Robocalls, ringless voicemails and AI: Real estate enters the age of automation

Home for sale along Biskra Road in the Desert Park Estates housing community in Palm Springs.
(Gary Coronado / Los Angeles Times)

Southern California’s real estate market is as cold as the snow currently adorning the peaks of its mountains. Interest rates are up. Inventory is down. And deals are few and far between.

In slow markets, the agents at the top — those with experience, connections and plenty of clients — typically maintain a modest but steady stream of business. It’s the agents at the bottom — those just getting into the industry who’ve only managed to close a handful of sales — who starve.

As those agents have grown more desperate for leads, they’re trying alternative ways of finding them. Some are outsourcing the work overseas, and others are turning to AI or automation in a last-ditch attempt to find a seller.


During the record-breaking pandemic market, there were so many transactions that most determined real estate agents were able to make a living. More than 43,000 single-family homes traded hands in L.A. County in 2021, and more than 42,000 were sold in 2022, according to the Multiple Listing Service.

During that time, tens of thousands joined the National Assn. of Realtors, or NAR, with membership swelling to a record 1.6 million in 2022, up 200,000 since 2020. Real estate wasn’t just a solid job; it was a way to leap into a higher tax bracket.

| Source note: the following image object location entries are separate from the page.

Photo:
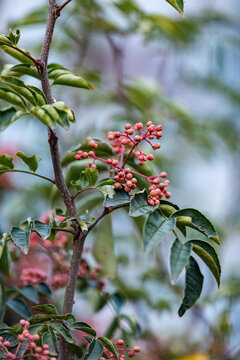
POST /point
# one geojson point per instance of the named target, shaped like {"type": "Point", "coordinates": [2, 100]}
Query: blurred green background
{"type": "Point", "coordinates": [146, 62]}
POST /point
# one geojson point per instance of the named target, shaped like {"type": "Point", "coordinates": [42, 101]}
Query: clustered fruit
{"type": "Point", "coordinates": [31, 343]}
{"type": "Point", "coordinates": [119, 345]}
{"type": "Point", "coordinates": [127, 144]}
{"type": "Point", "coordinates": [55, 274]}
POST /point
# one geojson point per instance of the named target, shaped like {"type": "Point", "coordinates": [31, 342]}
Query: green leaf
{"type": "Point", "coordinates": [42, 115]}
{"type": "Point", "coordinates": [103, 150]}
{"type": "Point", "coordinates": [82, 326]}
{"type": "Point", "coordinates": [92, 175]}
{"type": "Point", "coordinates": [63, 76]}
{"type": "Point", "coordinates": [44, 289]}
{"type": "Point", "coordinates": [19, 87]}
{"type": "Point", "coordinates": [179, 258]}
{"type": "Point", "coordinates": [6, 162]}
{"type": "Point", "coordinates": [8, 116]}
{"type": "Point", "coordinates": [193, 286]}
{"type": "Point", "coordinates": [76, 351]}
{"type": "Point", "coordinates": [207, 253]}
{"type": "Point", "coordinates": [107, 191]}
{"type": "Point", "coordinates": [12, 97]}
{"type": "Point", "coordinates": [195, 219]}
{"type": "Point", "coordinates": [62, 331]}
{"type": "Point", "coordinates": [44, 230]}
{"type": "Point", "coordinates": [19, 307]}
{"type": "Point", "coordinates": [139, 205]}
{"type": "Point", "coordinates": [155, 229]}
{"type": "Point", "coordinates": [39, 318]}
{"type": "Point", "coordinates": [177, 4]}
{"type": "Point", "coordinates": [95, 350]}
{"type": "Point", "coordinates": [3, 300]}
{"type": "Point", "coordinates": [14, 38]}
{"type": "Point", "coordinates": [4, 256]}
{"type": "Point", "coordinates": [46, 308]}
{"type": "Point", "coordinates": [61, 107]}
{"type": "Point", "coordinates": [20, 238]}
{"type": "Point", "coordinates": [119, 198]}
{"type": "Point", "coordinates": [4, 40]}
{"type": "Point", "coordinates": [11, 338]}
{"type": "Point", "coordinates": [30, 161]}
{"type": "Point", "coordinates": [103, 248]}
{"type": "Point", "coordinates": [30, 293]}
{"type": "Point", "coordinates": [83, 227]}
{"type": "Point", "coordinates": [48, 340]}
{"type": "Point", "coordinates": [105, 181]}
{"type": "Point", "coordinates": [108, 344]}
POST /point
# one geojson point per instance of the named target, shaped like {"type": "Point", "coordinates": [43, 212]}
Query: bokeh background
{"type": "Point", "coordinates": [146, 62]}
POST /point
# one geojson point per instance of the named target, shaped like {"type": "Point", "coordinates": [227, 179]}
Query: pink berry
{"type": "Point", "coordinates": [136, 349]}
{"type": "Point", "coordinates": [163, 174]}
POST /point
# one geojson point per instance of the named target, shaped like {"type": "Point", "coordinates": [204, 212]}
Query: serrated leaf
{"type": "Point", "coordinates": [177, 4]}
{"type": "Point", "coordinates": [139, 205]}
{"type": "Point", "coordinates": [63, 76]}
{"type": "Point", "coordinates": [20, 238]}
{"type": "Point", "coordinates": [44, 289]}
{"type": "Point", "coordinates": [83, 227]}
{"type": "Point", "coordinates": [4, 256]}
{"type": "Point", "coordinates": [103, 248]}
{"type": "Point", "coordinates": [179, 258]}
{"type": "Point", "coordinates": [107, 191]}
{"type": "Point", "coordinates": [4, 40]}
{"type": "Point", "coordinates": [105, 181]}
{"type": "Point", "coordinates": [207, 253]}
{"type": "Point", "coordinates": [82, 326]}
{"type": "Point", "coordinates": [103, 150]}
{"type": "Point", "coordinates": [119, 198]}
{"type": "Point", "coordinates": [62, 331]}
{"type": "Point", "coordinates": [42, 115]}
{"type": "Point", "coordinates": [44, 230]}
{"type": "Point", "coordinates": [19, 307]}
{"type": "Point", "coordinates": [157, 226]}
{"type": "Point", "coordinates": [193, 286]}
{"type": "Point", "coordinates": [61, 107]}
{"type": "Point", "coordinates": [19, 87]}
{"type": "Point", "coordinates": [108, 344]}
{"type": "Point", "coordinates": [194, 218]}
{"type": "Point", "coordinates": [95, 350]}
{"type": "Point", "coordinates": [12, 97]}
{"type": "Point", "coordinates": [46, 308]}
{"type": "Point", "coordinates": [30, 293]}
{"type": "Point", "coordinates": [30, 161]}
{"type": "Point", "coordinates": [39, 318]}
{"type": "Point", "coordinates": [8, 116]}
{"type": "Point", "coordinates": [81, 183]}
{"type": "Point", "coordinates": [92, 175]}
{"type": "Point", "coordinates": [3, 300]}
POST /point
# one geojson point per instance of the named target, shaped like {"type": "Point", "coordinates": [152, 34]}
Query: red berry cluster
{"type": "Point", "coordinates": [30, 342]}
{"type": "Point", "coordinates": [126, 144]}
{"type": "Point", "coordinates": [32, 276]}
{"type": "Point", "coordinates": [119, 344]}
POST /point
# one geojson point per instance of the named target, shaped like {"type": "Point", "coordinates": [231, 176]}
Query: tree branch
{"type": "Point", "coordinates": [31, 173]}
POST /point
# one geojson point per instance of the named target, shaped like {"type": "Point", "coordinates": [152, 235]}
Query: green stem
{"type": "Point", "coordinates": [31, 173]}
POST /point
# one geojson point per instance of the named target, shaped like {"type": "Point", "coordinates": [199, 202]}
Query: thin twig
{"type": "Point", "coordinates": [59, 9]}
{"type": "Point", "coordinates": [35, 61]}
{"type": "Point", "coordinates": [70, 231]}
{"type": "Point", "coordinates": [31, 173]}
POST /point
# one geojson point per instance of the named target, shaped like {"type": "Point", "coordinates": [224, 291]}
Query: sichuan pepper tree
{"type": "Point", "coordinates": [118, 171]}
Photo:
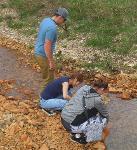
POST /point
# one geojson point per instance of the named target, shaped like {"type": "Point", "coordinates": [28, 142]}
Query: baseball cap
{"type": "Point", "coordinates": [62, 12]}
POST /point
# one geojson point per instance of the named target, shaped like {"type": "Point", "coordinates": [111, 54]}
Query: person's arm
{"type": "Point", "coordinates": [48, 51]}
{"type": "Point", "coordinates": [65, 86]}
{"type": "Point", "coordinates": [101, 107]}
{"type": "Point", "coordinates": [49, 39]}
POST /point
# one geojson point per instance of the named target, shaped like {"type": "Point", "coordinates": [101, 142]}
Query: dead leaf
{"type": "Point", "coordinates": [99, 146]}
{"type": "Point", "coordinates": [12, 129]}
{"type": "Point", "coordinates": [44, 147]}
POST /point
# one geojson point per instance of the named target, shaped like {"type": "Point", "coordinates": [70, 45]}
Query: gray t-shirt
{"type": "Point", "coordinates": [75, 106]}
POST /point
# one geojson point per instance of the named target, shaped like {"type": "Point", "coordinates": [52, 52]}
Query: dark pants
{"type": "Point", "coordinates": [66, 125]}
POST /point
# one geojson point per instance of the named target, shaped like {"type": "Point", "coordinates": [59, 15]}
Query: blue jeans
{"type": "Point", "coordinates": [54, 104]}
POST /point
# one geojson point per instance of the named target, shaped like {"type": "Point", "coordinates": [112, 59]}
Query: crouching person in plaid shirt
{"type": "Point", "coordinates": [85, 116]}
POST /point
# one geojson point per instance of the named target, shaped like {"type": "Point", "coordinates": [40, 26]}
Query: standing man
{"type": "Point", "coordinates": [46, 41]}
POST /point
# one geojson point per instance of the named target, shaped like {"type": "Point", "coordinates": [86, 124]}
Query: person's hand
{"type": "Point", "coordinates": [52, 65]}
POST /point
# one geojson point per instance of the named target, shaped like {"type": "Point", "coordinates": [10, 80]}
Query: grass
{"type": "Point", "coordinates": [112, 24]}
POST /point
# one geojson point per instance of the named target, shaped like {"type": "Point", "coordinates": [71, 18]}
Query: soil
{"type": "Point", "coordinates": [38, 128]}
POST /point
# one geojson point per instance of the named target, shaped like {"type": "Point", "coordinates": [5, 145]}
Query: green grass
{"type": "Point", "coordinates": [112, 23]}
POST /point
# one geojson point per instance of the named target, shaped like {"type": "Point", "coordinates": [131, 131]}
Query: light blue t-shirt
{"type": "Point", "coordinates": [47, 31]}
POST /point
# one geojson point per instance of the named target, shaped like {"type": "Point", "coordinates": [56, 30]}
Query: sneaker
{"type": "Point", "coordinates": [79, 139]}
{"type": "Point", "coordinates": [49, 112]}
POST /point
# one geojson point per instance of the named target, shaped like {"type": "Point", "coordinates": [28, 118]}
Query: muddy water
{"type": "Point", "coordinates": [12, 69]}
{"type": "Point", "coordinates": [123, 114]}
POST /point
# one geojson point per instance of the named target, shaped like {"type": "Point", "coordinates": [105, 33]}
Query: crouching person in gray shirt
{"type": "Point", "coordinates": [85, 116]}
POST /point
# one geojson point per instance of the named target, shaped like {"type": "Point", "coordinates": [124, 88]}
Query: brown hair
{"type": "Point", "coordinates": [100, 84]}
{"type": "Point", "coordinates": [78, 76]}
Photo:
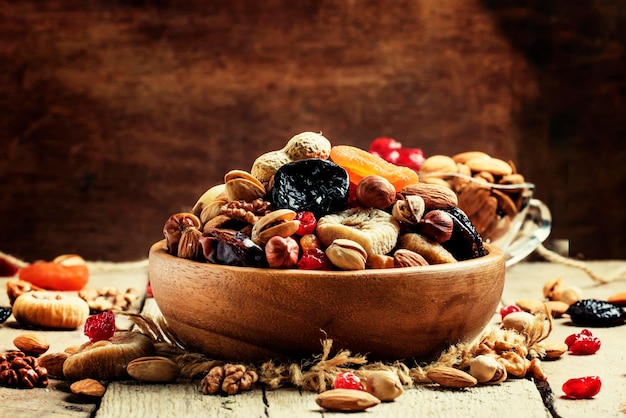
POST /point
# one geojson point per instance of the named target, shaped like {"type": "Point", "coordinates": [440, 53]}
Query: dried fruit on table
{"type": "Point", "coordinates": [56, 275]}
{"type": "Point", "coordinates": [583, 343]}
{"type": "Point", "coordinates": [596, 313]}
{"type": "Point", "coordinates": [582, 387]}
{"type": "Point", "coordinates": [348, 380]}
{"type": "Point", "coordinates": [360, 163]}
{"type": "Point", "coordinates": [100, 327]}
{"type": "Point", "coordinates": [50, 310]}
{"type": "Point", "coordinates": [314, 185]}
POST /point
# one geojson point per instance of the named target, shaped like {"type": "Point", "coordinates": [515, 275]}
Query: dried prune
{"type": "Point", "coordinates": [233, 248]}
{"type": "Point", "coordinates": [465, 242]}
{"type": "Point", "coordinates": [5, 313]}
{"type": "Point", "coordinates": [313, 185]}
{"type": "Point", "coordinates": [596, 313]}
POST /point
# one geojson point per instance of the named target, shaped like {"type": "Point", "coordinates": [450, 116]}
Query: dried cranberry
{"type": "Point", "coordinates": [386, 148]}
{"type": "Point", "coordinates": [348, 380]}
{"type": "Point", "coordinates": [583, 343]}
{"type": "Point", "coordinates": [100, 327]}
{"type": "Point", "coordinates": [5, 313]}
{"type": "Point", "coordinates": [596, 313]}
{"type": "Point", "coordinates": [307, 223]}
{"type": "Point", "coordinates": [7, 269]}
{"type": "Point", "coordinates": [509, 309]}
{"type": "Point", "coordinates": [582, 387]}
{"type": "Point", "coordinates": [573, 337]}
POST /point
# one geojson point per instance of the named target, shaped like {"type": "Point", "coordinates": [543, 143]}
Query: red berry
{"type": "Point", "coordinates": [509, 309]}
{"type": "Point", "coordinates": [582, 387]}
{"type": "Point", "coordinates": [585, 345]}
{"type": "Point", "coordinates": [383, 147]}
{"type": "Point", "coordinates": [100, 327]}
{"type": "Point", "coordinates": [307, 223]}
{"type": "Point", "coordinates": [7, 269]}
{"type": "Point", "coordinates": [348, 380]}
{"type": "Point", "coordinates": [411, 158]}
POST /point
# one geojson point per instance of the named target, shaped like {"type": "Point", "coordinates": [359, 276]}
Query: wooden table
{"type": "Point", "coordinates": [516, 397]}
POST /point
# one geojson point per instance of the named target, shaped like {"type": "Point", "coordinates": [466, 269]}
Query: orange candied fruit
{"type": "Point", "coordinates": [360, 163]}
{"type": "Point", "coordinates": [55, 276]}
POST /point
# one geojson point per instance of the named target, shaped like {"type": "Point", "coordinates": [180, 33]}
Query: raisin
{"type": "Point", "coordinates": [582, 387]}
{"type": "Point", "coordinates": [233, 248]}
{"type": "Point", "coordinates": [100, 327]}
{"type": "Point", "coordinates": [348, 380]}
{"type": "Point", "coordinates": [596, 313]}
{"type": "Point", "coordinates": [313, 185]}
{"type": "Point", "coordinates": [465, 242]}
{"type": "Point", "coordinates": [5, 313]}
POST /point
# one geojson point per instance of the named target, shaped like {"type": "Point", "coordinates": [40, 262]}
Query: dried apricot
{"type": "Point", "coordinates": [55, 276]}
{"type": "Point", "coordinates": [360, 163]}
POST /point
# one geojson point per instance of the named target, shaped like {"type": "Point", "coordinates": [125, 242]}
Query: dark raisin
{"type": "Point", "coordinates": [5, 313]}
{"type": "Point", "coordinates": [596, 313]}
{"type": "Point", "coordinates": [465, 242]}
{"type": "Point", "coordinates": [233, 248]}
{"type": "Point", "coordinates": [313, 185]}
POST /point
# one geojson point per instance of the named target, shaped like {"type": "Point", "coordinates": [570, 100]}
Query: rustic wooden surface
{"type": "Point", "coordinates": [517, 397]}
{"type": "Point", "coordinates": [114, 115]}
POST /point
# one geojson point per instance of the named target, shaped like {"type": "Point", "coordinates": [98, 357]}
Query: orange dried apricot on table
{"type": "Point", "coordinates": [360, 163]}
{"type": "Point", "coordinates": [55, 276]}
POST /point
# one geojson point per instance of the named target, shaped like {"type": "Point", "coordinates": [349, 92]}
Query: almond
{"type": "Point", "coordinates": [348, 400]}
{"type": "Point", "coordinates": [88, 387]}
{"type": "Point", "coordinates": [451, 377]}
{"type": "Point", "coordinates": [435, 196]}
{"type": "Point", "coordinates": [31, 344]}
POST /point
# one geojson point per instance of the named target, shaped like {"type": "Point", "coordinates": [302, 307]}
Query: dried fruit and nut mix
{"type": "Point", "coordinates": [316, 206]}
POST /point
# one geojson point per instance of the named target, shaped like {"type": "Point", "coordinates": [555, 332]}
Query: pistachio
{"type": "Point", "coordinates": [518, 320]}
{"type": "Point", "coordinates": [487, 370]}
{"type": "Point", "coordinates": [346, 254]}
{"type": "Point", "coordinates": [451, 377]}
{"type": "Point", "coordinates": [376, 192]}
{"type": "Point", "coordinates": [407, 258]}
{"type": "Point", "coordinates": [31, 344]}
{"type": "Point", "coordinates": [384, 384]}
{"type": "Point", "coordinates": [347, 400]}
{"type": "Point", "coordinates": [437, 225]}
{"type": "Point", "coordinates": [153, 369]}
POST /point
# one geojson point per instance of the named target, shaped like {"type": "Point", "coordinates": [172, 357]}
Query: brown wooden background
{"type": "Point", "coordinates": [116, 114]}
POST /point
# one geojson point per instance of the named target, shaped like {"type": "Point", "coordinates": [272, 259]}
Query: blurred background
{"type": "Point", "coordinates": [116, 114]}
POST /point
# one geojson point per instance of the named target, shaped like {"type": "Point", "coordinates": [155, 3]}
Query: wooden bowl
{"type": "Point", "coordinates": [251, 314]}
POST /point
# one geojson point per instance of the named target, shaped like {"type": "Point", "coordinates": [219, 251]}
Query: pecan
{"type": "Point", "coordinates": [230, 379]}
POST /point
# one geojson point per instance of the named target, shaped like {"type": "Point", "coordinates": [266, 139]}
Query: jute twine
{"type": "Point", "coordinates": [318, 373]}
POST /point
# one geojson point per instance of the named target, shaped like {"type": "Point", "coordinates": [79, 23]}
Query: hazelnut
{"type": "Point", "coordinates": [437, 225]}
{"type": "Point", "coordinates": [375, 192]}
{"type": "Point", "coordinates": [281, 252]}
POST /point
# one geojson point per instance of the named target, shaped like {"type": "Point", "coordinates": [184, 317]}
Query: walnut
{"type": "Point", "coordinates": [21, 371]}
{"type": "Point", "coordinates": [230, 379]}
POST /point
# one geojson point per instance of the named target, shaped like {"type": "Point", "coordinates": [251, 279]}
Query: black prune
{"type": "Point", "coordinates": [313, 185]}
{"type": "Point", "coordinates": [465, 242]}
{"type": "Point", "coordinates": [5, 313]}
{"type": "Point", "coordinates": [233, 248]}
{"type": "Point", "coordinates": [596, 313]}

But then the market started to freeze in 2023 as mortgage rates shot up. Only 11,539 single-family homes sold that year, and sales are at a similar pace so far this year.

Some agents are simply calling it quits. In California alone, NAR lost 9,723 members from December 2023 to January 2024 — a 4.75% decline . But even after the drop, California still holds the second-most active Realtors in the nation at 194,964, and they’re all fighting for an extremely small pool of sellers.

At the peak of the pandemic market, Tyler Andrews, 29, tried his hand at real estate in the Inland Empire, thinking he would use his outgoing personality to sell homes as L.A. residents flocked to the area during the pandemic. He got his license and helped a few friends with their house hunts, but ultimately didn’t earn any commission and stopped in 2023.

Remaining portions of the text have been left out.